Right on time, our noonday prayer group gathered, marched and sang accompanied by accordion, clarinet, string instrument, and drum. Yes, you read it correctly. Quite a combination! As we marched through the pavilion, more began to join us: participants from the Micronesian islands threatened by inundation as the globe warms and waters rise, a Kenyan reporter, young people from the U.S. who are religiously unaffiliated, and more. Bringing prayer to a space of debate and technical discussions was uniquely moving. Later, the Kenyan reporter interviewed me, and in tears stated that he needed this time to pray with others in the midst of serious and frightening challenges.
Each day, the noonday prayer ends in a lunch gathering, and I have enjoyed this time with friends and fellow delegates before launching into our several paths for the rest of the day. In my case, the afternoon began in a meeting on “free trade and climate change” that examined some of the ways in which international trade agreements are apparently at cross-purposes with new directions needed to face climate challenges. It was essentially an urgent plea for a re-balancing of interests and power and for regulatory measures that protect against the excesses of a fossil-fuel based economy.
There is debate over differences in this pavilion. Should nuclear power be in the energy future or not? Is carbon trading the best method toward a policy of a carbon neutral future, and, if so, what should the caps be? Is a multinational agreement worth anything without enforcement? What are the developed world’s obligations in the face of loss and damages experienced in the developing world?

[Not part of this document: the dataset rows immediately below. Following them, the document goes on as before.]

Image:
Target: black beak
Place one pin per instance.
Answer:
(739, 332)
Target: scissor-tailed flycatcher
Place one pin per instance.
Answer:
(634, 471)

Late in the afternoon, Jessie Young, a State Department representative, visited our delegation to brief us on the status of the climate change negotiations and timetable for reaching an agreement. Our conversation with her lent perspective on issues including the complexity of bi-lateral discussions with India, whose interests run counter at times to near-term carbon reduction; transparency among nations and the monitoring of their commitments; how to determine developed-world contribution to adaptation in the face of current climate disasters; setting goals for the future; and the unpredictable path toward meeting them assuming the will, intelligence and commitment is in place to do so.